Grundmann would not divulge which legislative entities were involved, or which member of Congress was accused of wrongdoing, or what the payoff was for. She writes:
AA large portion of cases originate from employing offices in the legislative branch other than the House of Representatives or the Senate, and involve various statutory provisions incorporated by the CAA, such as the overtime provisions of the Fair Labor Standards Act, the Family and Medical Leave Act, and the Americans with Disabilities Act. The statistics on payments are not further broken down into specific claims because settlements may involve cases that allege violations of more than one of the 13 statutes incorporated by the CAA.”
Indeed, the Office of Compliance is under no obligation to inform the American people. This is what is stated on OOC’s “Contact Us” webpage:
The Office of Compliance is part of the legislative branch and is therefore not subject to the Freedom of Information Act.

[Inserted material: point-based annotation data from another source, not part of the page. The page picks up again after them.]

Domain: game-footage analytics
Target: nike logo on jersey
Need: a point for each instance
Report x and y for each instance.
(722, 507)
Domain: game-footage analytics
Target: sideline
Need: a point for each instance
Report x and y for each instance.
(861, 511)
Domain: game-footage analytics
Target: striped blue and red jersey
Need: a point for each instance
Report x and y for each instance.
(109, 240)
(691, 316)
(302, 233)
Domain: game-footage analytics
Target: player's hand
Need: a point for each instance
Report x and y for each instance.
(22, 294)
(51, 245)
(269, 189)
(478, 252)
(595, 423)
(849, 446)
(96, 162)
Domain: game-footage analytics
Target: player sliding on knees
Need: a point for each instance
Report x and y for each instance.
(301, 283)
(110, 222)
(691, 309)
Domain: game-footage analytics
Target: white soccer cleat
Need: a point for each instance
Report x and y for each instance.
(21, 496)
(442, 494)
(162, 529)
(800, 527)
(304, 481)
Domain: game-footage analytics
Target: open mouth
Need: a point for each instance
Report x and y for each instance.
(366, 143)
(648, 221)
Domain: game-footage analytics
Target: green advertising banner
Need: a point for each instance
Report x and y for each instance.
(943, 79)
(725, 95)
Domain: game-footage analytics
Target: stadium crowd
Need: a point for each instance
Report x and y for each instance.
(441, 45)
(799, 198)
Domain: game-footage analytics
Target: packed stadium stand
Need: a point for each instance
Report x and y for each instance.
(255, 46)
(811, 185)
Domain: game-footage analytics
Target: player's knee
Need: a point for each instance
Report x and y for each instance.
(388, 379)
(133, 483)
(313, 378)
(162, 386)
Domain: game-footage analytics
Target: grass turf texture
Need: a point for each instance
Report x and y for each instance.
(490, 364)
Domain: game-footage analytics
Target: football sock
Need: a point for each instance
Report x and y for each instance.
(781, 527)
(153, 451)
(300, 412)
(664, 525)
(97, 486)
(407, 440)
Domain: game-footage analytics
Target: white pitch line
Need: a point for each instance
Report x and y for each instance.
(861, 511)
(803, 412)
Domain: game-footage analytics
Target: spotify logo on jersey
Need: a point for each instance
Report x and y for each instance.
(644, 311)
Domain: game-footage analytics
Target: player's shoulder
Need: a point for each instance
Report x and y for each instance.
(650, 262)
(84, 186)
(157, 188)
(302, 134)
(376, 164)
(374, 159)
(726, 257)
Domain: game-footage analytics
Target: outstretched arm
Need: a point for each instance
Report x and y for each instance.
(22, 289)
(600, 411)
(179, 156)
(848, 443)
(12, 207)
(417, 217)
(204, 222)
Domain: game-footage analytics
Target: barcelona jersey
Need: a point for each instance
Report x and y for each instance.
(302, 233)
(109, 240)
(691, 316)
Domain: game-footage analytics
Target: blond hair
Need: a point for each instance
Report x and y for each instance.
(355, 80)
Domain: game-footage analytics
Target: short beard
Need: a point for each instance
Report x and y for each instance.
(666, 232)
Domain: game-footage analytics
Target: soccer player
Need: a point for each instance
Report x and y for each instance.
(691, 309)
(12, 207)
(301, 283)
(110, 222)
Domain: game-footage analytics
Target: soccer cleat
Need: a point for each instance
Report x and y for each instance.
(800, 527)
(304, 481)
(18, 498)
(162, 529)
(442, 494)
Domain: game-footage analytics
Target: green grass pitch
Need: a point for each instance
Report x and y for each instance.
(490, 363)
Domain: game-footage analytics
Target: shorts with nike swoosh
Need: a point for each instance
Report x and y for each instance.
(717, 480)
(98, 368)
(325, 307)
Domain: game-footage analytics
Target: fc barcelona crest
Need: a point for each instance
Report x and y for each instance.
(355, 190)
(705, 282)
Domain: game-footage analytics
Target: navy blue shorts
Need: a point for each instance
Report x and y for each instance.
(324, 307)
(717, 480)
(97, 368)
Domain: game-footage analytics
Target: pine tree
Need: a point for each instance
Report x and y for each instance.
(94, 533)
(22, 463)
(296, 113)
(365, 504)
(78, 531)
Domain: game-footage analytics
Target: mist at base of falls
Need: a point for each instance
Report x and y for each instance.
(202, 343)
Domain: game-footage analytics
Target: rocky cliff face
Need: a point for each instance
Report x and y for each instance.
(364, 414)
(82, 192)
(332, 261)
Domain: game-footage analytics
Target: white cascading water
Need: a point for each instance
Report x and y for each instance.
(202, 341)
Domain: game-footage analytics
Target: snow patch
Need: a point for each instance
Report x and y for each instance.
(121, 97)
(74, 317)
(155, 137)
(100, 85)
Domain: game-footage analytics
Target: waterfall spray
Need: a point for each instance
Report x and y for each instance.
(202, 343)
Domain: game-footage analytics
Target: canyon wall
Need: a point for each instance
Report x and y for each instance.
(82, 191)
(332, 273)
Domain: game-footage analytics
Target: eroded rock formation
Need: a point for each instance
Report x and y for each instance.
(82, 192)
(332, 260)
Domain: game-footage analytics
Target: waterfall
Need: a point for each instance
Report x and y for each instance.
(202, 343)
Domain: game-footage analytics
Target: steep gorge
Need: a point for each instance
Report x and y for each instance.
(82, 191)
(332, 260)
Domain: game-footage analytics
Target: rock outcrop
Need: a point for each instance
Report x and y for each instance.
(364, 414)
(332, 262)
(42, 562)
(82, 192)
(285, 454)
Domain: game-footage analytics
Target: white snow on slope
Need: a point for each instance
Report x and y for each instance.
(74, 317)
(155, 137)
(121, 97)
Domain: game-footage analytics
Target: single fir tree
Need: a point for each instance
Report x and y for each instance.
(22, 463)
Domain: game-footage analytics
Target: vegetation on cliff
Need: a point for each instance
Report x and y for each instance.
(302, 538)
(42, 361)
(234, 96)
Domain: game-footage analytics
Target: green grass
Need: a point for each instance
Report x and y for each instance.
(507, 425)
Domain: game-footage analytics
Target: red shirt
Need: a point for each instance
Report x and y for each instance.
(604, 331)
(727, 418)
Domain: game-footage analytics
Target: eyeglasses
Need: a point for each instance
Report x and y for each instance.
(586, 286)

The Office of Compliance is a part of Congress, the legislative branch of the U.S. federal government, with a 5-member, non-partisan Board of Directors who, in turn, appoint OOC’s executive staff, including its executive director. Susan Tsui Grundmann became Executive Director of the Office of Compliance in January 2017. Here’s her contact information:
John Adams Building
110 2nd Street SE, Room LA 200
Washington, DC 20540-1999
You should be outraged by this.
We, the taxpayers, paid $17.24 million (1997-2017) in hush money for Congress’ misdeeds. We have the right to be told the names of the miscreants, what they did, how much each has cost taxpayers, and how much is in that secret slush fund.
To contact your representatives in Congress, click here.
- Sadistic pedophiles and Sen. Al Franken’s ‘joke’ about anal rape of babies
- Former John Conyers’ aide says most of them have seen him in his underwear and it’s ‘no big deal’
Reacting to taxpayers’ outrage about the hush-money slush-fund, three bills have been introduced in Congress to address this issue:
- A bill requiring lawmakers to pay back the funds, and have the amounts posted on a government website.
- A bill to stop the use of tax payer money and have the lawmakers face possible expulsion.
- A bill requiring lawmakers in past cases pay back the funds with interest, stop future payments, and ban non-disclosure agreements.